[prev in list] [next in list] [prev in thread] [next in thread]
List: gcc
Subject: RE: Help w/ PR61538?
From: Matthew Fortune <Matthew.Fortune () imgtec ! com>
Date: 2014-07-28 21:38:50
Message-ID: 6D39441BF12EF246A7ABCE6654B0235320EB4EEA () LEMAIL01 ! le ! imgtec ! org
[Download RAW message or body]
I'll switch to replying on PR61538. I had not read all the ticket
previously and although I may have found a problem it seems it may not
be the cause of this failure.
The generated code differences after the patches seem significant but
I may not get chance to look at the differences in detail for a little
while.
Matthew
> -----Original Message-----
> From: Joshua Kinard [mailto:kumba@gentoo.org]
> Sent: 28 July 2014 10:40
> To: Matthew Fortune; gcc@gcc.gnu.org
> Subject: Re: Help w/ PR61538?
>
> On 07/28/2014 04:41, Matthew Fortune wrote:
> > Hi Joshua,
> >
> > I know very little about this area but I'll try and offer some advice
> anyway...
> >
>
> You know more than I do :)
>
>
> >> On 07/05/2014 23:43, Joshua Kinard wrote:
> >>> Hi,
> >>>
> >>> I filed PR61538 about two weeks ago, regarding gcc-4.8.x and up not
> >>> compiling a g++/pthreads-linked app correctly on SGI R1x000-based
> systems
> >>> (Octane, Onyx2), running Linux. Running the subsequently-compiled
> >>> application simply hangs in a futex syscall until terminated via Ctrl+C.
> >> I
> >>> suspect it's a double-locking bug of some design, as evidenced by strace
> >>> showing two consecutive syscall()'s w/ 0x108e passed as the syscall #
> >> (4238
> >>> or futex on o32 MIPS), but I am stumped as to what else I can do to
> debug
> >> it
> >>> and help fix it.
> >>>
> >> [snip]
> >>> Full details:
> >>> https://gcc.gnu.org/bugzilla/show_bug.cgi?id=61538
> >>
> >> So I've spent the last few weeks bisecting the gcc tree, and I've
> narrowed
> >> down the set of commits that appear to have introduced this problem:
> >>
> >> 1. 39a8c5eaded1e5771a941c56a49ca0a5e9c5eca0 * config/mips/mips.c
> >> (mips_emit_pre_atomic_barrier_p,)
> >
> > This is the prime candidate for introducing the issue.
>
> This is my guess, too.
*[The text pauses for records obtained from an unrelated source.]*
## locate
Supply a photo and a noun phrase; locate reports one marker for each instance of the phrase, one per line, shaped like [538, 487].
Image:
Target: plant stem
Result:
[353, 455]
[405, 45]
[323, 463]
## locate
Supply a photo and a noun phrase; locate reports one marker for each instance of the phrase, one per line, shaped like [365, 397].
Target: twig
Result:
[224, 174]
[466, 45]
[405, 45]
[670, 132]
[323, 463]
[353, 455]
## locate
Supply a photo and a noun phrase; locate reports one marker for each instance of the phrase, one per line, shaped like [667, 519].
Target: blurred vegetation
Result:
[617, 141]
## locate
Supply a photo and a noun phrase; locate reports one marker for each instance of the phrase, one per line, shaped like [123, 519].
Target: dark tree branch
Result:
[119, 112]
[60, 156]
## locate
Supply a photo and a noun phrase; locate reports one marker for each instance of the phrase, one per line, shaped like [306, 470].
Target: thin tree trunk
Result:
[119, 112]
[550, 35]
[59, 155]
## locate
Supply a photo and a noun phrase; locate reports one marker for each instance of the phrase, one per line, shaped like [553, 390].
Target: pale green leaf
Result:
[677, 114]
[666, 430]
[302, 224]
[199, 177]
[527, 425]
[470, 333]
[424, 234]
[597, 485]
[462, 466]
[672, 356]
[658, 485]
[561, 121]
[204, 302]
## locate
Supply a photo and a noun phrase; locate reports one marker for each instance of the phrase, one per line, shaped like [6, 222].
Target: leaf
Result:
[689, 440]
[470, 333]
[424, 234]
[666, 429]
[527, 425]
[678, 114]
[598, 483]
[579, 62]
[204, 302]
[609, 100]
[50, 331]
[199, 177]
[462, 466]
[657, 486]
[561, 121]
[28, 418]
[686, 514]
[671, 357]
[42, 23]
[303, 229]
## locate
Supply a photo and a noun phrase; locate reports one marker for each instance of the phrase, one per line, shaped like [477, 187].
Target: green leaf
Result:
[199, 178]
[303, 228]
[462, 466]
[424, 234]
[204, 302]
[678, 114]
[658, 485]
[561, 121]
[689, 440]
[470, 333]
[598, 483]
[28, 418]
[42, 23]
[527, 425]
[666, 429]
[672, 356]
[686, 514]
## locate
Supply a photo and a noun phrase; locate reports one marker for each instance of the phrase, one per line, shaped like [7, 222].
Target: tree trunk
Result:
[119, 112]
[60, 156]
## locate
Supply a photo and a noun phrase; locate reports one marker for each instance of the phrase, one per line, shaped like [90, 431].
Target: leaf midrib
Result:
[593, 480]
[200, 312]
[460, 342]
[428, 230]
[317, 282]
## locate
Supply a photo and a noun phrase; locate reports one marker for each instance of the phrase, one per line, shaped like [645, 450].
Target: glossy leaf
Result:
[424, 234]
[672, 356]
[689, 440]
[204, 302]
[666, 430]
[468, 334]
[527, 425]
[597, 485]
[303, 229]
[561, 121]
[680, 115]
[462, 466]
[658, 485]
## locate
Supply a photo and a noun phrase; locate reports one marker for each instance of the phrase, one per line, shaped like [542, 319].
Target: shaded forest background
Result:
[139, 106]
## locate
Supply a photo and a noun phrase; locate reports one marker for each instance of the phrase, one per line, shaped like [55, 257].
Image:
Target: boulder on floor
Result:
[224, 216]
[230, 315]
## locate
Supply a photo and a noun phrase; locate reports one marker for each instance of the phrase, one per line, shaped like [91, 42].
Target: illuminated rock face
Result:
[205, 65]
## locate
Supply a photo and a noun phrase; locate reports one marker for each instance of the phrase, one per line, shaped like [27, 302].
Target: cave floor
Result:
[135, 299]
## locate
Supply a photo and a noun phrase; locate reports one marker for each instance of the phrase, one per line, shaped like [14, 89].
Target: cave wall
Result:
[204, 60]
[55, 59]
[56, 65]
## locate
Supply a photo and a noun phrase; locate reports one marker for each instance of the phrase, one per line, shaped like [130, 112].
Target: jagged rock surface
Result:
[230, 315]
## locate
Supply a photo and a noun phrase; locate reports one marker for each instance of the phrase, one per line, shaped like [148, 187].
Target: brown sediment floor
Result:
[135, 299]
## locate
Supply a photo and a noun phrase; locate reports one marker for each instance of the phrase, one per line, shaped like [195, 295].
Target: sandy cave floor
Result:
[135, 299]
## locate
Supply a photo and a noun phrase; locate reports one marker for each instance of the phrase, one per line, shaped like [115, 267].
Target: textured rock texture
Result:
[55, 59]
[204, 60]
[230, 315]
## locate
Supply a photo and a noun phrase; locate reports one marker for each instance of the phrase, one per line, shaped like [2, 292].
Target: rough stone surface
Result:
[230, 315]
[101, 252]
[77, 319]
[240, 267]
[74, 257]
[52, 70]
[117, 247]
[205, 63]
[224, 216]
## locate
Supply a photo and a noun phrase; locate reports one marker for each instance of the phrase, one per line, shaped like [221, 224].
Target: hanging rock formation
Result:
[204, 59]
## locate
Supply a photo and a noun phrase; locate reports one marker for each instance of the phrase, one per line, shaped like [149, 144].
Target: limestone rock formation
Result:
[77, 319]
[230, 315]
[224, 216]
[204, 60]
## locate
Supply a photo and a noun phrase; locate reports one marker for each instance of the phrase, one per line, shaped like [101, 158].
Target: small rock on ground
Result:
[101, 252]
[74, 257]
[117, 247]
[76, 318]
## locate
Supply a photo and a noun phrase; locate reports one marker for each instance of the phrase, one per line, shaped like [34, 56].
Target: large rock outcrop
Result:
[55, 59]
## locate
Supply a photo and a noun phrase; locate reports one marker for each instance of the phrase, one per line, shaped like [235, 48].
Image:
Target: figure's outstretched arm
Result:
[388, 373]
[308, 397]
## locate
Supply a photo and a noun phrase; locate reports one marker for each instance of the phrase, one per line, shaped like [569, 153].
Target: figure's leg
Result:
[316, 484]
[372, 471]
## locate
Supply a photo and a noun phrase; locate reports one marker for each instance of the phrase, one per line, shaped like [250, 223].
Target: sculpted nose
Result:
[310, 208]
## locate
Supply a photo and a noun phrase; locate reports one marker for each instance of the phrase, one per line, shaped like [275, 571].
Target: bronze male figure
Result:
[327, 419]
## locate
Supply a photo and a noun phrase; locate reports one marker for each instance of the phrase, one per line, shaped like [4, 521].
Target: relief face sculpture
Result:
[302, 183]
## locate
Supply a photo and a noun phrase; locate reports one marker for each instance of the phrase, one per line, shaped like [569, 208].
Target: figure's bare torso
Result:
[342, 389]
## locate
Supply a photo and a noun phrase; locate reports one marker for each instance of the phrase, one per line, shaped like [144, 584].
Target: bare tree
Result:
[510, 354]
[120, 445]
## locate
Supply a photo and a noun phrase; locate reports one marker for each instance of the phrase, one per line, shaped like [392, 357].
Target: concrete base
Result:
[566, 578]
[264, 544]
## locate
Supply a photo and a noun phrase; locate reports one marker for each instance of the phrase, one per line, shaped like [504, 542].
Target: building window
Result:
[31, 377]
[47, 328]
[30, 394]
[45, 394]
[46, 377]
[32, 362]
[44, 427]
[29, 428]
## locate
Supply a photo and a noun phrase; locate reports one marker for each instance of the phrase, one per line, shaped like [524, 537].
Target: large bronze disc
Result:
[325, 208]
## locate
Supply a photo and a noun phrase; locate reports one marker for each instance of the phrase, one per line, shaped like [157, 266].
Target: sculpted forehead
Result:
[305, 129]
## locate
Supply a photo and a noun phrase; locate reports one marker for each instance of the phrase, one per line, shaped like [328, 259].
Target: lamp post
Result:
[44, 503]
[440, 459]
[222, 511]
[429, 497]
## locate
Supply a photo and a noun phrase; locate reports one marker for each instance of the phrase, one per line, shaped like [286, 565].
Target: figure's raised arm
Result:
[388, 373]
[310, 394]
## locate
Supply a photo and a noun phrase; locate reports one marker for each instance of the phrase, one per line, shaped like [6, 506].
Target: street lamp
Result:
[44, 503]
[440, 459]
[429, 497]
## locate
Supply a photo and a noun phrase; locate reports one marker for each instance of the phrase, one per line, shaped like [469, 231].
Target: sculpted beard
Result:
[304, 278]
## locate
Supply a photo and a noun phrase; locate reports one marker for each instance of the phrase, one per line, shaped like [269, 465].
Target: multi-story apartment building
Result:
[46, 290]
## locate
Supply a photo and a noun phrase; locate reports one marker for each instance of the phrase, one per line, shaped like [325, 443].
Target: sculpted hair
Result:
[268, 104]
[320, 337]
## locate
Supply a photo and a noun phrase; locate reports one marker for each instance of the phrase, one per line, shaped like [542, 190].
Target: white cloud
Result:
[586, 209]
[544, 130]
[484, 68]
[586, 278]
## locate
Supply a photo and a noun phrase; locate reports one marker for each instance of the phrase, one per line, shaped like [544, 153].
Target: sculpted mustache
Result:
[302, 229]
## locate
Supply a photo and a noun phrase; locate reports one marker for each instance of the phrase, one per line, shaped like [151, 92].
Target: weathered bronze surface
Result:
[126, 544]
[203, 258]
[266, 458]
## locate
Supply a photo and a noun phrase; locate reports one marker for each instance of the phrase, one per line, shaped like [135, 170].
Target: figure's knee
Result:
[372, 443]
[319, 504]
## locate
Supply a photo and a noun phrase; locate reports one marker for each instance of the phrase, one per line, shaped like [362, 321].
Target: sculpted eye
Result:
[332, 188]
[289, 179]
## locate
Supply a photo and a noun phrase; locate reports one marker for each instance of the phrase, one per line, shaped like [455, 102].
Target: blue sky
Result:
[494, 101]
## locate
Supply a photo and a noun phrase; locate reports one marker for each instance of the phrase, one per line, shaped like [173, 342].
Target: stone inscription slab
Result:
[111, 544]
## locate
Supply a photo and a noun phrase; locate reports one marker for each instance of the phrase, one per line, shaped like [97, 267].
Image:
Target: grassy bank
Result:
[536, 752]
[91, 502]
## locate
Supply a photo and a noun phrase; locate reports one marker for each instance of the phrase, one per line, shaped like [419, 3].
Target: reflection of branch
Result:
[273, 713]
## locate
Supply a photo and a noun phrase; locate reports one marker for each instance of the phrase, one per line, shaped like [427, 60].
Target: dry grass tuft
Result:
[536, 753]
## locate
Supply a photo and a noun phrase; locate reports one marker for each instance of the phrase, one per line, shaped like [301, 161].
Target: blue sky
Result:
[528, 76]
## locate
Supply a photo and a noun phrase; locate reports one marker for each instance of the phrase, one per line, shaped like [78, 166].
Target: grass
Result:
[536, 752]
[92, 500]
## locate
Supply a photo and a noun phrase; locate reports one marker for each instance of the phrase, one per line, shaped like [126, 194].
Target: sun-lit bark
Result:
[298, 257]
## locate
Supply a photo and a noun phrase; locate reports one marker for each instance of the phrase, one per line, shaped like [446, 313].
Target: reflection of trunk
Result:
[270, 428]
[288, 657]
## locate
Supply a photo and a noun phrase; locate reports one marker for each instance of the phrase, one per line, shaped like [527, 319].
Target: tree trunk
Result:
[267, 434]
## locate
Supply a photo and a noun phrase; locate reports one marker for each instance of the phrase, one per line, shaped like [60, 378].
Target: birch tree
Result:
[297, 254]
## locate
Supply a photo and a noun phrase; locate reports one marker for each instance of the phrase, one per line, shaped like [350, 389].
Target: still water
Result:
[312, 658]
However, it appears to tie in w/ the fourth commit
> because the new mips_emit_{pre,post}_atomic_barrier_p functions added in
> commit 39a8c5ea are removed by commit 30c3c442 a mere ~7 minutes later
> (which I find really odd). Commit 974f0a74 is really the only one that
> seems innocent, but I suspect the other three are linked. If mkuvyrkov is
> still around, perhaps he could explain better?
>
>
> >> 2. 974f0a74e2116143b88d8cea8e1dd5a9c18ef96c * config/mips/constraints.md
> >> (ZR): New constraint.
> >
> > Unlikely
> >
> >> 3. 0f8e46b16a53c02d7255dcd6b6e9b5bc7f8ec953 * config/mips/mips.c
> >> (mips_process_sync_loop): Emit cmp result only if
> >
> > Possible but unlikely still
> >
> >> 4. 30c3c4427521f96fb58b6e1debb86da4f113f06f * emit-rtl.c
> >> (need_atomic_barrier_p): New function.
> >
> > Seems unlikely
> >
> >>
> >> There's a build failure somewhere in the middle of there that is blocking
> me
> >> from figuring out which specific one is the cause, but they all appear to
> be
> >> related anyways. All four were added on 2012-06-20.
> >>
> >> When I took a git checkout from 2012-06-26 and reverted those four
> commits,
> >> I was able to compile glibc-2.19 and get a working "sln" binary. I am
> >> unable to easily test the C++ side because I built the checkouts in my
> >> $HOME, and it's too risky to try and shoehorn one of them in as the
> system
> >> compiler. However, I think the C++ issue is also fixed by reverting the
> >> four, as that also involved hanging in Linux futex syscalls.
> >
> > Here is a wild guess at the problem... I think the workaround for R10000
> to
> > use branch likely instead of delay slot branches is ending up annulling
> > an instruction that is required for certain atomic operations. This is an
> > entirely untested theory (and patch) but can you see if this fixes the
> issue
> > you are seeing:
>
> Well, the branch-likely thing really only affects a specific revision of the
> R10000 processors. Later R10000 revisions (3.1+?) and R12000-R16000
> shouldn't be affected. I've been playing with disabling that specific
> workaround on my Octane's kernel and haven't seen any ill effects yet.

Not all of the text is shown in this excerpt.